Sara Sigismund

Contact sites between PM, ER and mitochondria: connecting EGFR signalling to cell metabolism
University of Milan & Instituto Europeo di Oncologia (Italy)


Sara Sigismund is Associate Professor at the University of Milan, and leads the Endocytosis Research team at the Dept. of Experimental Oncology, IEO, Milan. Since earning her PhD in Life Science in 2004, her long-standing research goal is to understand the role of endocytosis in the regulation of EGFR signaling. Through the elucidation of the molecular mechanisms governing EGFR ubiquitination and endocytosis, Sara’s work led to the discovery of a novel mechanism of non-clathrin endocytosis (NCE), involving contact sites between the endoplasmic reticulum and the plasma membrane that are critical for EGFR internalization at high ligand concentration. Receptors internalized by NCE are targeted to lysosomes for degradation leading to signal attenuation. Within the field of endocytosis, Sara’s work has helped establish the concept that integration of distinct endocytic pathways is critical for determining the final signaling output. Her current research interests include the elucidation of the molecular mechanism of EGFR-NCE, its interplay with mitochondrial functions and its functional significance in normal physiology and cancer.

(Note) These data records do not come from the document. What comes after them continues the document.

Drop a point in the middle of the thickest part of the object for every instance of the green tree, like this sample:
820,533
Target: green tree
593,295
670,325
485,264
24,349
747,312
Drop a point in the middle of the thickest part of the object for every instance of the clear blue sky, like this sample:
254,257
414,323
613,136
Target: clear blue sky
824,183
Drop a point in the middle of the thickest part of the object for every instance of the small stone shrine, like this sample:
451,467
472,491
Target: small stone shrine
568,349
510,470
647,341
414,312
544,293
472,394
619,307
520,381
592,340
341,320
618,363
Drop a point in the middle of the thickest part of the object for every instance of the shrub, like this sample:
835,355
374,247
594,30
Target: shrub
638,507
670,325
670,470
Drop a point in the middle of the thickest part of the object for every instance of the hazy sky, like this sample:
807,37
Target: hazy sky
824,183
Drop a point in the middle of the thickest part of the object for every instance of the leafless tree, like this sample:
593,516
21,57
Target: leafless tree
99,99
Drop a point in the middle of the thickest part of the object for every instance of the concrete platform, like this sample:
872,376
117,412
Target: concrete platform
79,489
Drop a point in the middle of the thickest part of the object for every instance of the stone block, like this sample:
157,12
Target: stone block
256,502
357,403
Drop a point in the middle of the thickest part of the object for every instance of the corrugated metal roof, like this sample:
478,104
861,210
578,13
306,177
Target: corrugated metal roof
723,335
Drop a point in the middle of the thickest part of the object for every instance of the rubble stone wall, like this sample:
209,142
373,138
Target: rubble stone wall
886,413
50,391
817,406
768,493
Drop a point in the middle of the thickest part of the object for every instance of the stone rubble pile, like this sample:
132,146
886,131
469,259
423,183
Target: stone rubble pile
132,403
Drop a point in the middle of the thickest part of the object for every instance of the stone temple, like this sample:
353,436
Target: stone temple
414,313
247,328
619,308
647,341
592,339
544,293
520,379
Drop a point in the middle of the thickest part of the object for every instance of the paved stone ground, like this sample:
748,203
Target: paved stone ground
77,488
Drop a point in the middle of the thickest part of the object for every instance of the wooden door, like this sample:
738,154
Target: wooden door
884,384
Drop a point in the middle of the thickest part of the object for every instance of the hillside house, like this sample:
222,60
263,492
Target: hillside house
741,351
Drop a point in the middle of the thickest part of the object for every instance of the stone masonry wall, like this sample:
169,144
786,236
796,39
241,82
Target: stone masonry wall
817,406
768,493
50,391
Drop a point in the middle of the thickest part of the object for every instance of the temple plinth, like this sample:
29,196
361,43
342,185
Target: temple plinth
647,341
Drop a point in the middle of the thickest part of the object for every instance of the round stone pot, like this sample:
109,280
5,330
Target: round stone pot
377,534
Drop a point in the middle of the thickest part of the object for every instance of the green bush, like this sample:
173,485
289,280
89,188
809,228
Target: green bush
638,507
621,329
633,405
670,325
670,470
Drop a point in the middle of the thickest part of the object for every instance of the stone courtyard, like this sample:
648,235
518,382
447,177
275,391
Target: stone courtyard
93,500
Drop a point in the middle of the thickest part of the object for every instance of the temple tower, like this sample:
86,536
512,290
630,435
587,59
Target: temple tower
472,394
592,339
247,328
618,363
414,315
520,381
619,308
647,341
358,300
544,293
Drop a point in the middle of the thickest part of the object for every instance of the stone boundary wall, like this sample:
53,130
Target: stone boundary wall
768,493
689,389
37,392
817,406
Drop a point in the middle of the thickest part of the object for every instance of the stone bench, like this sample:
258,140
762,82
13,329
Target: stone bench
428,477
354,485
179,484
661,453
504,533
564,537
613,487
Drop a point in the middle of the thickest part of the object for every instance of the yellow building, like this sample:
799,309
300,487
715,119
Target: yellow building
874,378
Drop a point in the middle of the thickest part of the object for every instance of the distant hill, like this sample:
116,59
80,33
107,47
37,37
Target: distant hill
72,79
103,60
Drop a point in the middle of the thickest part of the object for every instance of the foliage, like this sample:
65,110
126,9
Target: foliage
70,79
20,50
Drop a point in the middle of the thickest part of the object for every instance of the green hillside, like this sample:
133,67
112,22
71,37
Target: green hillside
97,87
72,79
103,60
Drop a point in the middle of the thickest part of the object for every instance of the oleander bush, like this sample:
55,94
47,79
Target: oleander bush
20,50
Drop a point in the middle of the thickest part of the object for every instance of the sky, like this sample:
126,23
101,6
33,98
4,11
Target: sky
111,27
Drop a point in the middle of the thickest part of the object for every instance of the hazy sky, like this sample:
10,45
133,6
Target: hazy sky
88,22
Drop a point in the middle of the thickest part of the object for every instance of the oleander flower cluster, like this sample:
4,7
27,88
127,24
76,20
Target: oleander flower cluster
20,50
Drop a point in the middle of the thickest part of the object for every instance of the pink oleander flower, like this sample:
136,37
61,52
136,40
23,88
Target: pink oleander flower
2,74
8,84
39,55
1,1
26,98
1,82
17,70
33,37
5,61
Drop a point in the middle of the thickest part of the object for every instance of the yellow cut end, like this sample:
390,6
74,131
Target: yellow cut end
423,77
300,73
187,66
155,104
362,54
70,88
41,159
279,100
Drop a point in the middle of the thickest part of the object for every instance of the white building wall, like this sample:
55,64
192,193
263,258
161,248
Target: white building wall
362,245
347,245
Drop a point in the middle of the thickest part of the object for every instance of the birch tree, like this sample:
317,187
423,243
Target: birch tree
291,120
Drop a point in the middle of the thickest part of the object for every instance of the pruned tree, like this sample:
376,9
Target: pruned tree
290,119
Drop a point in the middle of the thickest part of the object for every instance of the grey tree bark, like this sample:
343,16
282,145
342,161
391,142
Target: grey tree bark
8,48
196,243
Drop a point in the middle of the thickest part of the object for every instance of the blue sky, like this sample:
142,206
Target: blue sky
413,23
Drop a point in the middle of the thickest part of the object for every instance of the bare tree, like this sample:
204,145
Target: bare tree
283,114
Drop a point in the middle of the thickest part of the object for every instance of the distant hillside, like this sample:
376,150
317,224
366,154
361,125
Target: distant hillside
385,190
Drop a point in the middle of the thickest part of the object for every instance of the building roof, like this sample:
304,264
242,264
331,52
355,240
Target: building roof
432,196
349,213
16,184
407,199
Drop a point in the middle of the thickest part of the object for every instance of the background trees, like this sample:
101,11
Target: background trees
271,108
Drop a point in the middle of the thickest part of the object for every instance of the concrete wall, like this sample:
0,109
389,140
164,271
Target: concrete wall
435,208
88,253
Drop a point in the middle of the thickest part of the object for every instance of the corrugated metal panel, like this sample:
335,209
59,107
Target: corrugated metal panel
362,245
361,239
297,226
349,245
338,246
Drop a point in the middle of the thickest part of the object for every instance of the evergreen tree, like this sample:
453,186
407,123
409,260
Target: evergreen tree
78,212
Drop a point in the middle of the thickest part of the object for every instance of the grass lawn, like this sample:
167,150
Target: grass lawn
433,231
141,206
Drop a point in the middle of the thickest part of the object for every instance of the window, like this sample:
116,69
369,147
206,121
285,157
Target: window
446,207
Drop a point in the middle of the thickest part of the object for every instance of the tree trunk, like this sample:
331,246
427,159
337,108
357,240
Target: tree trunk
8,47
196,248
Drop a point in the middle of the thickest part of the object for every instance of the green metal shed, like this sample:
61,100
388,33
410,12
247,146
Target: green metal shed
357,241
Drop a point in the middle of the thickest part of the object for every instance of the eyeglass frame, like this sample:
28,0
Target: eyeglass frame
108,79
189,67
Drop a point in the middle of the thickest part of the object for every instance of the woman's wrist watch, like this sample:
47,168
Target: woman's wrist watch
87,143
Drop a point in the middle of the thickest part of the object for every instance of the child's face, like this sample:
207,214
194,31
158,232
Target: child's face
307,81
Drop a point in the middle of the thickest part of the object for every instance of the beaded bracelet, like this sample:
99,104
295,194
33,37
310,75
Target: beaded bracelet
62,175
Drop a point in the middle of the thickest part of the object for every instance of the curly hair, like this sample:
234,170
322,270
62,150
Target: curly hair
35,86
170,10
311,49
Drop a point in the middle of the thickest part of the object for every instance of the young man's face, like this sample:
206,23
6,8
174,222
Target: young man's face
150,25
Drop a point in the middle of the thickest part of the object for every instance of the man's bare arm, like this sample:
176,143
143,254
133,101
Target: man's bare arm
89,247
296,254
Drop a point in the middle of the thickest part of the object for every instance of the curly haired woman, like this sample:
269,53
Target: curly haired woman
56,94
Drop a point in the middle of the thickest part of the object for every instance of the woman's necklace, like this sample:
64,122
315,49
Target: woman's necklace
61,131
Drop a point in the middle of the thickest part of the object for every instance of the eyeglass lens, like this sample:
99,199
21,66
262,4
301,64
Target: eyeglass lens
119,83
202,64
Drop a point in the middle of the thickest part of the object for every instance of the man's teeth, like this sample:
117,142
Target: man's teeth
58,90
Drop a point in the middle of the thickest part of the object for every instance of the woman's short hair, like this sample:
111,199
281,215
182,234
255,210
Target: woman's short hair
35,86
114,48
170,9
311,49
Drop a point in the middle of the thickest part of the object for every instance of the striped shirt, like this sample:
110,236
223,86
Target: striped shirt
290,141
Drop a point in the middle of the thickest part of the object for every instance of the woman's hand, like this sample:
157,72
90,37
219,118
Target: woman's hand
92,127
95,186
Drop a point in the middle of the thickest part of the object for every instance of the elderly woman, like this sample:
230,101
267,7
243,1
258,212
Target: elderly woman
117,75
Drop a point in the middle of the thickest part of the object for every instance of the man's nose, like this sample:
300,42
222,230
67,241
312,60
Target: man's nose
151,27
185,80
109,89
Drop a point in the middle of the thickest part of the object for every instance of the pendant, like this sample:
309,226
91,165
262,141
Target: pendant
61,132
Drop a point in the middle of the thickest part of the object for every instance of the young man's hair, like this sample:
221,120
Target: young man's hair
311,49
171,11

Her work has received funding support from the European Research Council (ERC Consolidator Grant), The Worldwide Cancer Research, the Italian Association of Cancer Research (AIRC Investigator Grant), and the Italian Ministry of Education, University and Research.


About her talk: Contact sites between PM, ER and mitochondria: connecting EGFR signalling to cell metabolism

The integration of distinct internalization routes is crucial to determine the fate of plasma membrane (PM) receptors and the output of their signalling pathways. Contact sites between cellular organelles adds a further layer of regulation by creating microdomains that favour different signalling and metabolic pathways. These regulatory mechanisms are relevant to the epidermal growth factor receptor (EGFR). We found that, while clathrin-mediated endocytosis (CME) is mainly involved in EGFR recycling and sustaining signalling, EGFR internalization through non-clathrin endocytosis (NCE) leads primarily to receptor degradation and signal extinction, representing a crucial safety mechanism to protect cells from overstimulation. NCE involves contact sites between the PM, the endoplasmic reticulum and the mitochondria, that work as platforms for localized calcium signalling events. In my laboratory, we are currently elucidating how the integration of distinct endocytic pathways and inter-organelle crosstalk regulate EGFR signalling and its interplay with cell metabolic functions, through the use of a number of genetic tools and fluorescent/chemiluminescent-based probes to detect calcium signalling response at different cellular locations, as well as localized mitochondrial metabolic responses.